After the chaos that the legislative elections in France brought to the debt markets, which led to the bonds of this country already having a higher yield than that of Spain, this Wednesday another milestone was achieved that seemed unattainable. The risk premium (difference between French and German bonds) has reached the highest point since 2012when the euro crisis was still at its peak. At the start of the day it already reached 89 basis points.
These movements come after a tireless rise that has occurred throughout the month of November, Well, on the 13th of this month it reached 72 points and, since then, it has not seen relegations again. Behind these movements is political chaos again and this time the risks are even greater than in the legislative elections. Marine Le Pen has promised that she would bring down the government if it does not meet the demands presented in an ultimatum that could break out in December. Since then, more and more media and politicians assume that far-right politics will carry out its threat, leading the country into political chaos and aggravating the problems that it has already generated in the financial markets.
Although Le Pen has been threatening to make this decision for some time, the reality is that the process has entered a new phase since yesterday afternoon. At that time the Senate began the examination of the national budget that had already been rejected by the National Assembly (the equivalent of Congress).
At that time, the president of the National Group, Sebastien Chenu, stated that “clear conditions are being created for a motion” of censure, while several deputies called for Macron’s resignation if the accounts did not go ahead. “Bernier’s budget logic will not change Touching on small things, what we ask for the budgets to go ahead is a political break with Macron’s line, something that has not happened.
Now the process points to December, where it is expected that, in the absence of an agreement, the ruling party will try use article 49.3 of the Constitution French to be able to approve the accounts without a vote.

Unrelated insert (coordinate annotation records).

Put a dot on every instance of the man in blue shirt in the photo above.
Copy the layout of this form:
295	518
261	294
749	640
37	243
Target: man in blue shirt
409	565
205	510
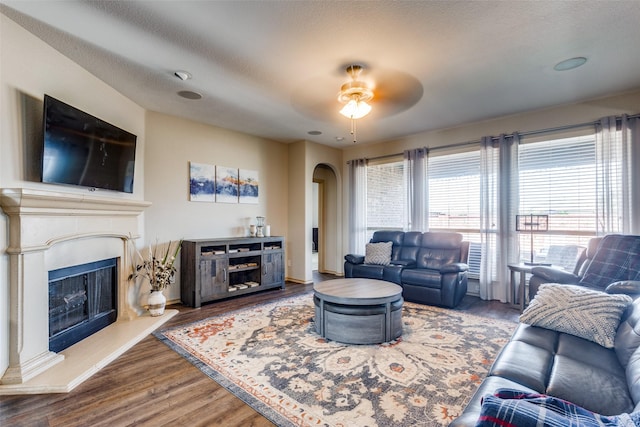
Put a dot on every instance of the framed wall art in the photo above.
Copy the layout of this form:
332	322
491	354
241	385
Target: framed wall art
226	184
201	182
249	186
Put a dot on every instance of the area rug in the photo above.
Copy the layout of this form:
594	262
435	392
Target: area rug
271	357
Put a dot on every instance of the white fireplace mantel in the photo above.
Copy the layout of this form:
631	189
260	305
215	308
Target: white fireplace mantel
50	230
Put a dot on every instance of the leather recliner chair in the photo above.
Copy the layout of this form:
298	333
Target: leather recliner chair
610	264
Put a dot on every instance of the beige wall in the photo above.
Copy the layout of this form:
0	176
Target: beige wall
29	69
583	112
173	143
304	156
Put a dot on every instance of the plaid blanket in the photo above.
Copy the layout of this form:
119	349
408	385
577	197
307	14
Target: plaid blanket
617	258
513	408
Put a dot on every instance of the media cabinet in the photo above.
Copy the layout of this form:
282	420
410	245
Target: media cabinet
213	269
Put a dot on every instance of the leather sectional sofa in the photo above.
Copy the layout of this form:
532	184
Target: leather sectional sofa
431	267
544	361
550	360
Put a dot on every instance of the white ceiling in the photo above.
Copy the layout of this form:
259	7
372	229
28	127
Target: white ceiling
274	68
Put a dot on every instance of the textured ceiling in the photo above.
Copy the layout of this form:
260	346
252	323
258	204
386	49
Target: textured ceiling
273	68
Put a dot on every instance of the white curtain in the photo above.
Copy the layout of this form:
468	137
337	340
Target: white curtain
616	141
415	171
498	208
357	206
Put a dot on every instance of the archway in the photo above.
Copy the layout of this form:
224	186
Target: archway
324	226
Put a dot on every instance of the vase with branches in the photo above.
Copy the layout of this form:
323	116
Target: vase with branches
158	269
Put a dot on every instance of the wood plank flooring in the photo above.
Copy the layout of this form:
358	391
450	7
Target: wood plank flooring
151	385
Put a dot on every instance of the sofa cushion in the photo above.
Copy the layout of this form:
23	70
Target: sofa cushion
617	258
378	253
510	407
588	314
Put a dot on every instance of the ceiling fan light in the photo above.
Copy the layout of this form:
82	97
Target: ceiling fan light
355	109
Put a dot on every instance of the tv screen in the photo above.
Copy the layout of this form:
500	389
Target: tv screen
80	149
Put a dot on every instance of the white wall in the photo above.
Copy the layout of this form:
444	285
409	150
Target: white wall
29	68
173	143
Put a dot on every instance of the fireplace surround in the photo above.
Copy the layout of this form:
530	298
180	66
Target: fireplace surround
51	230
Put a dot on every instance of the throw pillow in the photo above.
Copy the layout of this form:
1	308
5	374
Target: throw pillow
513	408
378	253
576	310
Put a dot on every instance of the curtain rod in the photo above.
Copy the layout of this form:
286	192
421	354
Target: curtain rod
528	133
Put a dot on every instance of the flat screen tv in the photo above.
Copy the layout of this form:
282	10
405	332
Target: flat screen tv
80	149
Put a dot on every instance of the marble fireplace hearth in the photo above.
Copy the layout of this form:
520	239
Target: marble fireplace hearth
50	230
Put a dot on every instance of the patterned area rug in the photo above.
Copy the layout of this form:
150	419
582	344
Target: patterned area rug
271	357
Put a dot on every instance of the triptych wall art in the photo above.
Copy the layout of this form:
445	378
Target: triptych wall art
222	184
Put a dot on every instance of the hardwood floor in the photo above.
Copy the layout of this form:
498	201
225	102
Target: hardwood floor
152	385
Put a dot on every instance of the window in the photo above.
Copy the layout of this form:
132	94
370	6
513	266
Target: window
386	196
454	199
557	178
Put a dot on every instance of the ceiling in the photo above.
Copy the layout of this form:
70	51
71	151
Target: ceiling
274	68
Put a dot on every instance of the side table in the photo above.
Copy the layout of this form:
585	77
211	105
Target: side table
517	293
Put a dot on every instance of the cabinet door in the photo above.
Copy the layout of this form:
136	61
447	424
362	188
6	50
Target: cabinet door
213	277
272	271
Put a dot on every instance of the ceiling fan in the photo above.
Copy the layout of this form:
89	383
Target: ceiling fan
376	91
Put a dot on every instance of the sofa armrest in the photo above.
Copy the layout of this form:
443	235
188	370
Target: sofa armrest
628	287
555	275
406	263
354	259
456	267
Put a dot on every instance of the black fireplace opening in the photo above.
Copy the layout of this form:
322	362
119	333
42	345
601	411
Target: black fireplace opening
82	301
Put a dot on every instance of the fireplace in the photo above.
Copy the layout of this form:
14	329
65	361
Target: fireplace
82	301
50	232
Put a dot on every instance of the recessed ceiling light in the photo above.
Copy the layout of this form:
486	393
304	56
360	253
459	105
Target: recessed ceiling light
189	94
182	75
570	64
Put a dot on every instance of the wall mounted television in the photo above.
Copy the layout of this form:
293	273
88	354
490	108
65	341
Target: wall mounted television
80	149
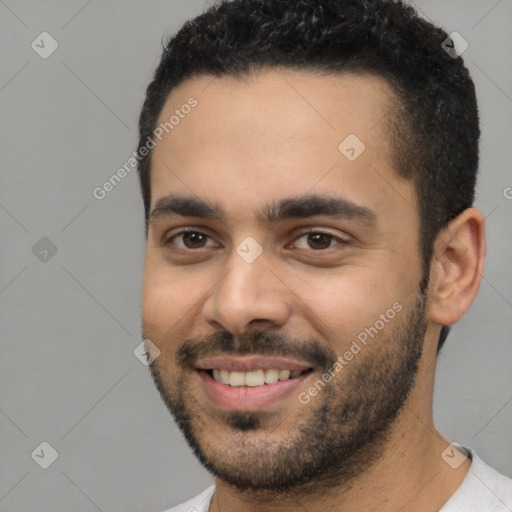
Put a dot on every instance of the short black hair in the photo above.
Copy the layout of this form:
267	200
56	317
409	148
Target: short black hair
433	127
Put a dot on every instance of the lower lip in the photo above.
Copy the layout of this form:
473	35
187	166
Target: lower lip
247	398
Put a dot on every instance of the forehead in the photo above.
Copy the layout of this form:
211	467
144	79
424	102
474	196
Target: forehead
273	134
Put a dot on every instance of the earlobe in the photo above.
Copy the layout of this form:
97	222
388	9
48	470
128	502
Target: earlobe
457	266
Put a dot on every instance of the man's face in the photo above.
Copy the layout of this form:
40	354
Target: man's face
312	258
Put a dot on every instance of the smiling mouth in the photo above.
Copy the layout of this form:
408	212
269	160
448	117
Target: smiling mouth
254	378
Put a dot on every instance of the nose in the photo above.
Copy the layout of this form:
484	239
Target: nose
249	293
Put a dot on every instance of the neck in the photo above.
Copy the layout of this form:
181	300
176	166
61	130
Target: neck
409	475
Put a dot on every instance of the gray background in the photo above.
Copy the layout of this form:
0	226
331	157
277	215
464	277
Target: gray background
68	375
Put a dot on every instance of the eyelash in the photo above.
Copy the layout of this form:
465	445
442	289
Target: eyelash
340	241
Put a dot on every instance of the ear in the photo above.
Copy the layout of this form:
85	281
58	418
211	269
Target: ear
457	266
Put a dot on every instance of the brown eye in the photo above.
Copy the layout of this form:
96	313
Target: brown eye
317	241
189	240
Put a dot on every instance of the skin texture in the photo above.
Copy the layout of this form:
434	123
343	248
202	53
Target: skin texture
271	136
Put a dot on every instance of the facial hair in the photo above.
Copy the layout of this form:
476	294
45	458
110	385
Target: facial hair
340	433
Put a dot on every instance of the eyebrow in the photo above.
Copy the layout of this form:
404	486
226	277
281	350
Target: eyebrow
277	211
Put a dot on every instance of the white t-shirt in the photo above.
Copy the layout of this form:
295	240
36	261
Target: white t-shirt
482	490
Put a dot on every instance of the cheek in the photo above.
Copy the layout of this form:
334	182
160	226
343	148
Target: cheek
343	305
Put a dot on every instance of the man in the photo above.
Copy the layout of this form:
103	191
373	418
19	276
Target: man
308	177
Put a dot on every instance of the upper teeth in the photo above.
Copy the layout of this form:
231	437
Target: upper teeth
255	378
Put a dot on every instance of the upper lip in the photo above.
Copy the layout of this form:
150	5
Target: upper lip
249	363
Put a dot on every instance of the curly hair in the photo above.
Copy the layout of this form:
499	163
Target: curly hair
433	129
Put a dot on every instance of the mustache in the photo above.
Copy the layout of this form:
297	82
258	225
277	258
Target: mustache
258	343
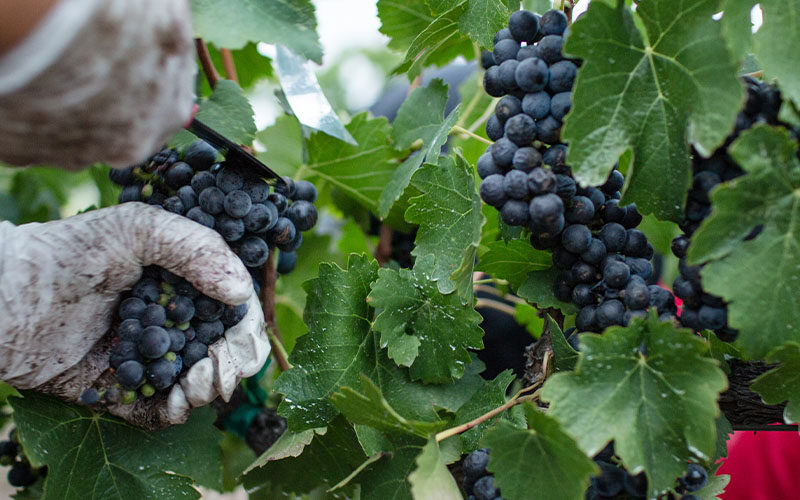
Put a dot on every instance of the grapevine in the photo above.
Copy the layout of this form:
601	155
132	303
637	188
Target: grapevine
560	263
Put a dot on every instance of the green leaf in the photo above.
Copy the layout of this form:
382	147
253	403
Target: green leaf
423	329
655	92
109	192
541	458
489	397
284	145
433	143
272	21
227	111
783	382
92	455
484	18
564	356
775	44
361	172
340	347
420	115
388	477
538	289
251	66
439	43
761	274
403	21
431	480
301	465
450	219
369	407
635	385
513	261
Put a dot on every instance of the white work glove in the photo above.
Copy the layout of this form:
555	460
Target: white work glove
97	81
59	286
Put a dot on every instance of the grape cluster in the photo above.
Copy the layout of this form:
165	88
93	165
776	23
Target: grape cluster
615	482
602	258
21	474
701	310
478	483
165	326
235	203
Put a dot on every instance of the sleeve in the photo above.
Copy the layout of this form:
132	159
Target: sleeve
97	80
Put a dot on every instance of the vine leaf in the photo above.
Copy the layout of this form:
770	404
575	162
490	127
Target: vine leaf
489	397
513	261
361	172
769	265
779	59
783	382
431	480
340	347
402	21
437	44
538	289
90	454
272	21
654	96
423	329
332	454
420	117
227	111
484	18
450	220
564	356
635	385
370	407
541	458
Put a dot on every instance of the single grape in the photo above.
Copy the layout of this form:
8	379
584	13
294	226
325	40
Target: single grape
562	77
200	155
122	352
254	251
233	315
208	332
202	180
536	104
160	374
262	217
212	200
524	26
198	215
154	342
130	374
258	190
230	228
532	75
303	215
154	315
228	179
193	352
550	48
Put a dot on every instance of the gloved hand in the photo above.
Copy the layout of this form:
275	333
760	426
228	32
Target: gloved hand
97	81
61	282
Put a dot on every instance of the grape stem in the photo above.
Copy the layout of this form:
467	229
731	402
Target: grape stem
518	398
205	62
228	65
496	305
461	130
268	306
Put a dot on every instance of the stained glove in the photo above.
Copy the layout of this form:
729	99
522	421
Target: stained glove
97	81
61	282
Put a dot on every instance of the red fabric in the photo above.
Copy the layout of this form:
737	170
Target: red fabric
763	466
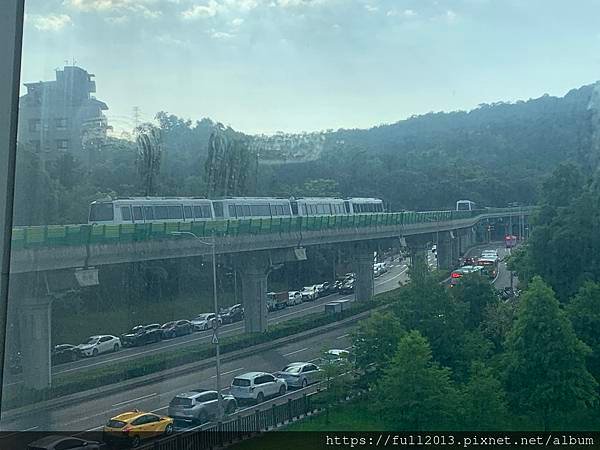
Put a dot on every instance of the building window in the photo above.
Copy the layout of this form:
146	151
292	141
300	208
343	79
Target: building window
62	144
61	123
35	125
36	145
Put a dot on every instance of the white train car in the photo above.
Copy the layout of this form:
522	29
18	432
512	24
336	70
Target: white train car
251	207
465	205
150	209
317	206
357	205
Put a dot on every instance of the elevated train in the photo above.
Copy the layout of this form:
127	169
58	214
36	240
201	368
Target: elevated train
184	209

Various parties have already stated that this would lead inexorably towards a motion of censure that overthrows the government and takes the country back to the polls.
Bernier himself, the country’s prime minister, came to the fore to defend the need to vote on the text and said that the country would face a “financial storm” whether they are not approved or lose power. Many analysts take these words seriously beyond politics given that between the European elections and the legislative elections, France experienced days of chaos with an outbreak of crisis in its bonds that led to doubts about even a possible intervention by the ECB.
“France’s risk premium could exceed Italy’s if the government falls”
This has led Citi Group experts to bet that the risk premium will continue to grow to 100 basis points. For its part, Allianz went even one step further and in a note shared today it said that, in the event that the government falls, they see the French risk premium surpassing even Italy (which is trading at 128 points). ). “We see a situation in which the government is once again in danger“says the German bank. For their part, Commerzbank experts speak of a ‘withdrawal’ of French assets. “The budget agreement is difficult and the macroeconomic outlook is deteriorating rapidly,” the entity commented.
Mirabaud experts point out that this milestone in the debt market is even more relevant given the fragile situation of the German economy, which would also be putting a dent in the title of the ‘locomotive of Europe’. “We must remember that the German economy is contracting” explains the firm. Furthermore, the company’s analysts believe that there is little room for the situation to end successfully.
A latent debt crisis
This would be the new chapter of a debt crisis that has been latent in the country for a long time, but which has clearly manifested itself since June of this year. In 2023 it had closed with a deficit of 5.5% of GDP and a debt that already reaches 112% of its entire economy. Until that moment there was some optimism in the tools that could be provided from the Elysée to put an end to this situation, but the European (and later legislative) elections made it clear to the market that there is no going back.
A fragmented government was proposed where the rise of Marine LePen and the extreme left of Jean Luque Melenchon went through frontal opposition to austerity measures such as cuts in pensions or other items. From Scope Rating they then comment that the panorama of a fragmented politics “will limit your ability to address your problems and clean up your finances.” This is added to a fragile economy with the industry in decline, demographic problems and structural expenses that are projected to be increasingly relevant.
In the second round the ruling party managed to win (in a minority) and thus contain the worst possible blow, calming the markets. However, the crisis was still present and the presentation of the budgets (which are now rejected due to their austerity) lit the fuse because it made it clear that they would not be taken measures to strengthen the country’s finances. In those days Spanish debt yields fell behind the French ones in a historic turn in the debt markets. Proof that no changes in the situation are expected is in the European Commission’s own forecasts, which point to a new deficit of 6.2% for 2024 and 5.3% for 2025. All this without taking into account an implosion of the Current government.
Consequently, Capital Economics commented that “We anticipate that the government will have difficulties to pass a budget that will substantially reduce the deficit next year and, as a result, we believe that the spread between French and German government bonds is likely to continue to widen in the coming weeks and months.” If France’s situation continues to worsen, the consequences could be for the entire euro zone since it represents 17.2% of the entire economy of the region. So Paris could be the scene of a crisis in the financial markets that will have its echo throughout the continent.